Over at Not Even Wrong, Peter Woit pans “Down the Rabbit Hole,” a movie about quantum mechanics, paranormal phenomena, and the deep imaginary connection between the two that’s setting the pseudoscience world on fire. (Don’t worry — the fire is harmless to those who have balanced their chakras.)
“Rabbit Hole” is a rehash of the 2004 film “What the Bleep Do We Know!?”; apparently the new version is longer and includes more crackpots, but the basic howlers are the same. (Woit’s summary: “entanglement=we are all connected, superposition=anything you want to be true is true.”)
I suppose I’ll eventually have to don a fake mustache, clothespin my nose, and go endure this movie, since people often bring it up when I tell them what I do for a living:
ME: …so, at least in the black-box model that we can analyze, my result implies that the quantum speedup for breaking cryptographic hash functions is only a polynomial one, as opposed to the exponential speedup of Shor’s factoring algorithm.
PERSON AT COCKTAIL PARTY: How interesting! It’s just like they were saying in the movie: reality is merely a construct of our minds.
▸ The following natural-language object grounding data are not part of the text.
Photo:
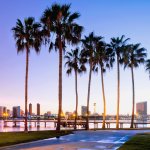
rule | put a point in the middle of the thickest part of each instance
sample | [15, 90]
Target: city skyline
[43, 72]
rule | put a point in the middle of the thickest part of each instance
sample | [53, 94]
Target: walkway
[82, 140]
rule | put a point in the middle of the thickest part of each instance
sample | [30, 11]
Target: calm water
[50, 126]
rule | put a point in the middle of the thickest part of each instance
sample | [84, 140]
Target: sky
[107, 18]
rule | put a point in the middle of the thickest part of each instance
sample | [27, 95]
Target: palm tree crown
[27, 35]
[61, 22]
[148, 66]
[134, 55]
[73, 62]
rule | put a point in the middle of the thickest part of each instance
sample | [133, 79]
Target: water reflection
[36, 126]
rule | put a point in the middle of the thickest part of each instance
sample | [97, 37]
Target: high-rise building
[141, 108]
[30, 109]
[16, 112]
[38, 109]
[83, 110]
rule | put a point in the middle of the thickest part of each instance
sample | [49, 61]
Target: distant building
[4, 110]
[8, 113]
[30, 109]
[1, 111]
[141, 108]
[22, 113]
[83, 110]
[38, 109]
[16, 112]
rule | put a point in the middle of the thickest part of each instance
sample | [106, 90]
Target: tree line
[90, 51]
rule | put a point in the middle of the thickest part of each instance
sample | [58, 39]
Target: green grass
[138, 142]
[11, 138]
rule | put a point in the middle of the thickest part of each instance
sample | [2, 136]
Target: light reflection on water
[50, 126]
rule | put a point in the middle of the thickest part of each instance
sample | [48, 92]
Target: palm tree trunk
[104, 100]
[76, 110]
[59, 86]
[88, 98]
[26, 90]
[118, 93]
[133, 98]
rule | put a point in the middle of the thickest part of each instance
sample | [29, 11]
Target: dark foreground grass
[11, 138]
[138, 142]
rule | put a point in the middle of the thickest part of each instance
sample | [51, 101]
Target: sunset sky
[107, 18]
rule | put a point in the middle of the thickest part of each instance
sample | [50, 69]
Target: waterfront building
[1, 111]
[16, 112]
[83, 110]
[4, 110]
[30, 109]
[38, 109]
[141, 108]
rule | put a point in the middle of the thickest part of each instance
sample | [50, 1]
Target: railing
[70, 123]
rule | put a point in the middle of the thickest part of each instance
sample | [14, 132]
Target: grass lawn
[11, 138]
[138, 142]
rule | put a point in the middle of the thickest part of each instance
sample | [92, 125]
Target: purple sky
[106, 18]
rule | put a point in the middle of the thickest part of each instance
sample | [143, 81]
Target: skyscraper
[38, 109]
[16, 112]
[30, 109]
[141, 108]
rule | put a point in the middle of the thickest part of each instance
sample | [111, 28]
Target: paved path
[82, 140]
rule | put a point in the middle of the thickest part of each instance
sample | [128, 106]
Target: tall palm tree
[133, 56]
[103, 59]
[61, 22]
[27, 35]
[89, 45]
[73, 62]
[117, 45]
[148, 66]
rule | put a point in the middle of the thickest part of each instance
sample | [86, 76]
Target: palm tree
[89, 45]
[27, 35]
[133, 56]
[103, 58]
[73, 62]
[148, 66]
[117, 45]
[61, 22]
But if I do jump down the Rabbit Hole, my worry is that I won’t make it through:
“Sir, if you don’t stop causing a disturbance, we’ll have to escort you out of the movie theater…”
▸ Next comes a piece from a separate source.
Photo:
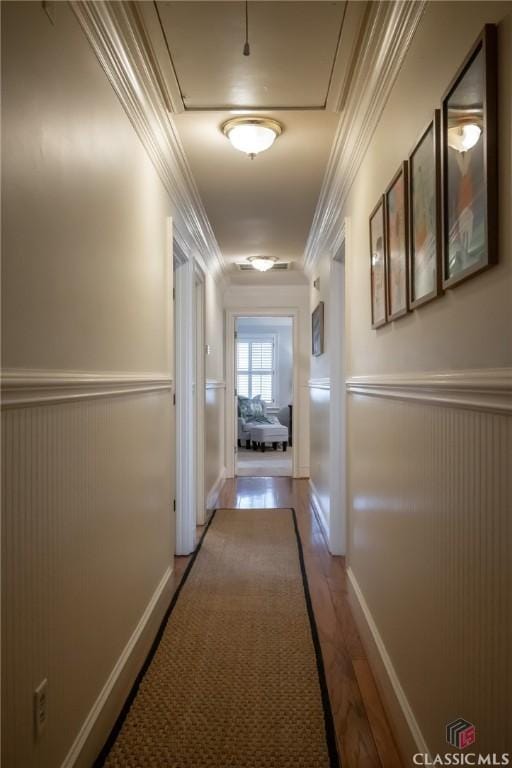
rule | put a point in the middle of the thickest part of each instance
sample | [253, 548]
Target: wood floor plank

“BUT YOU CAN’T USE QUANTUM MECHANICS TO CHANNEL DEAD PEOPLE! IT’S A LINEAR THEORY! POSTSELECTION’S NOT ALLOWED!”
“Alright, come with us, sir.”
“LINEAR, I TELL YOU! AND THE MEASUREMENTS OBEY THE |Ψ|2 RULE! WHAT THE %*#()$*$ DO THESE IDIOTS KNOW!? I’M BEGGING YOU, STOP THE PROJECTOR!”
Since this hasn’t yet happened, what inspired the present post was not the movie itself, but its title graphic:
Staring at this image, I came up with something that I call the Cringeometer: a quick way for anyone, scientist or not, to predict whether a given popular depiction of science will cause scientists to cringe. To use the Cringeometer, you don’t have to make any decisions about technical accuracy. All you have to do is look for mathematical symbols such as Σ, ε, and π, and then ask yourself two questions:
- Are the symbols used to create an aura of profundity and unintelligibility, without regard for their meaning — more or less like Christmas tree ornaments?
- If so, is the effect humorous?
The results should be self-explanatory — but just in case they aren’t, I’ll end with three sample applications of the Cringeometer.
- “What the Bleep?” explodes the Cringeometer even before the movie has started.
- NUMB3RS also sets the Cringeometer off, even though it probably does more good than harm for public math appreciation. This illustrates that the Cringeometer can’t predict scientists’ detailed opinions — only the involuntary, physical reaction of cringing.
- “The Far Side” cartoons never set the Cringeometer off.